Reporting from Washington — President Obama said Tuesday that he had to "move quickly to save lives" in Libya earlier this month, suggesting that was one reason he didn't seek authorization from Congress to launch airstrikes on the defenses of Libyan leader Moammar Kadafi.
In an interview with NBC News anchor Brian Williams, Obama also said there are significant differences between the situation in Libya and the war in Iraq, a military action that inspired him to say as a candidate that presidents can only personally authorize a military attack in order to stop an "actual or imminent threat to the nation."
"The key point here is that this is not a situation analogous to Iraq, in which we are devoting ground troops and a long protracted battle that puts American lives at risk," Obama said, according to a transcript released by the network. "For us to take this limited action, limited both in time and scope … I think was the right thing to do."
The interview was the first time Obama has responded to a direct question about his comment from 2007. It came in a series of conversations Obama taped with network anchors on Tuesday, as he takes his sales pitch for the military action in Libya on the road.
After addressing the nation Monday in the first extended remarks since the airstrikes began, Obama traveled to New York City to do the interviews and appear at Democratic fundraisers in the evening.
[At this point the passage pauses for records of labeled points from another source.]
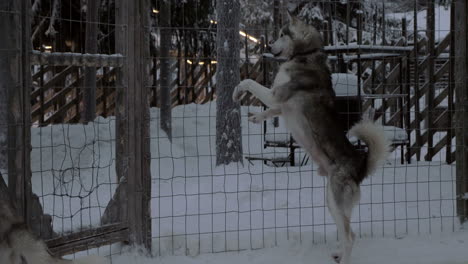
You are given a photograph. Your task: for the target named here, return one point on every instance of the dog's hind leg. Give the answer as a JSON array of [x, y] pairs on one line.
[[262, 93], [341, 199]]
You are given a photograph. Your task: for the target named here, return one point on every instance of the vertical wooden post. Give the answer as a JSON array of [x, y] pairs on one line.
[[15, 79], [430, 32], [330, 24], [348, 20], [461, 107], [89, 91], [451, 84], [417, 115], [132, 109], [18, 47]]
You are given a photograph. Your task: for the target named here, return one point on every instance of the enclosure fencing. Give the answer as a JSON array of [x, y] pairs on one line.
[[109, 116]]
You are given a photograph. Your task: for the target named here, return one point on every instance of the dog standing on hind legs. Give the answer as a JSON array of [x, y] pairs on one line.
[[302, 93]]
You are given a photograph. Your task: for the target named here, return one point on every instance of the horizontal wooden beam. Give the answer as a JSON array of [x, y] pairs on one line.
[[76, 59], [87, 239]]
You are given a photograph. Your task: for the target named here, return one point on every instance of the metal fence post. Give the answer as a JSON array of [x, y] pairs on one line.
[[461, 107]]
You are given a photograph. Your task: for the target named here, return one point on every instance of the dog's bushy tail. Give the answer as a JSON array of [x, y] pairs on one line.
[[377, 143]]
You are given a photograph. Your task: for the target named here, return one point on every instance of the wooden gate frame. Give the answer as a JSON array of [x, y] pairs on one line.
[[133, 194]]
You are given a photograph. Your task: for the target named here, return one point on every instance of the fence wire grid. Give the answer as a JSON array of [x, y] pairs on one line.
[[395, 57]]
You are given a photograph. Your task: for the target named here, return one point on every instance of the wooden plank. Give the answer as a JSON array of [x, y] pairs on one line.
[[450, 88], [60, 77], [88, 239], [89, 85], [461, 107], [133, 125], [76, 59]]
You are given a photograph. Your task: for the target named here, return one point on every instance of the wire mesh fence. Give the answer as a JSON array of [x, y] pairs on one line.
[[130, 121], [276, 194]]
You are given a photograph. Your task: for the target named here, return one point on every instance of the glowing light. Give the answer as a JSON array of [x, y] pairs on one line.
[[253, 39], [201, 62]]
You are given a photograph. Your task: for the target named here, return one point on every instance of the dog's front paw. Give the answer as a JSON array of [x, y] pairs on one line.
[[255, 118], [239, 89]]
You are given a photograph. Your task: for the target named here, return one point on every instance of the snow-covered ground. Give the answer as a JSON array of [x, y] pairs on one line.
[[433, 249], [198, 207]]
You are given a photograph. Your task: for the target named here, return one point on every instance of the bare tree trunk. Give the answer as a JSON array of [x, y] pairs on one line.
[[228, 129], [276, 19], [89, 93], [165, 64]]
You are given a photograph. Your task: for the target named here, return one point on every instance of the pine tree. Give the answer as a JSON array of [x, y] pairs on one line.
[[228, 128]]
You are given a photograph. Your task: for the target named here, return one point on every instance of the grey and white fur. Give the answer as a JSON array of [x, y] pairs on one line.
[[302, 93], [19, 246]]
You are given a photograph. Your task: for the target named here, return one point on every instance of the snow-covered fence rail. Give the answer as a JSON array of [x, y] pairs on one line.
[[85, 184], [76, 59]]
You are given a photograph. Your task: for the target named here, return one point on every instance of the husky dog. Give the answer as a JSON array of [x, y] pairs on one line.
[[302, 93], [19, 246]]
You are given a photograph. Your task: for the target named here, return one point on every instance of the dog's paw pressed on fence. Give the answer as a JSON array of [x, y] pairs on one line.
[[237, 94], [254, 118], [240, 88]]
In between, he delivered remarks at the dedication of the new building for the United States Mission to the United Nations, named in honor of former Commerce Secretary Ron Brown.
At the U.N. ceremony, Obama praised what he called the "extraordinary leadership" of former President Bill Clinton in the Balkans, where Clinton launched a NATO bombing campaign to stop the Serb crackdown on ethnic Albanians seeking independence.
There are times, Obama said, in which "our conscience and our common interests compel us to act."
That doesn't mean the U.S. can do so whenever it wants, he said, echoing an idea prominent in this week's campaign to convince Americans he did the right thing in Libya.
Under his leadership, he said, the U.S. will take such actions in concert with other nations.
The world is "more secure and the interests of the United States are best advanced when we act collectively," Obama said. "The burden of action should not always be America's alone."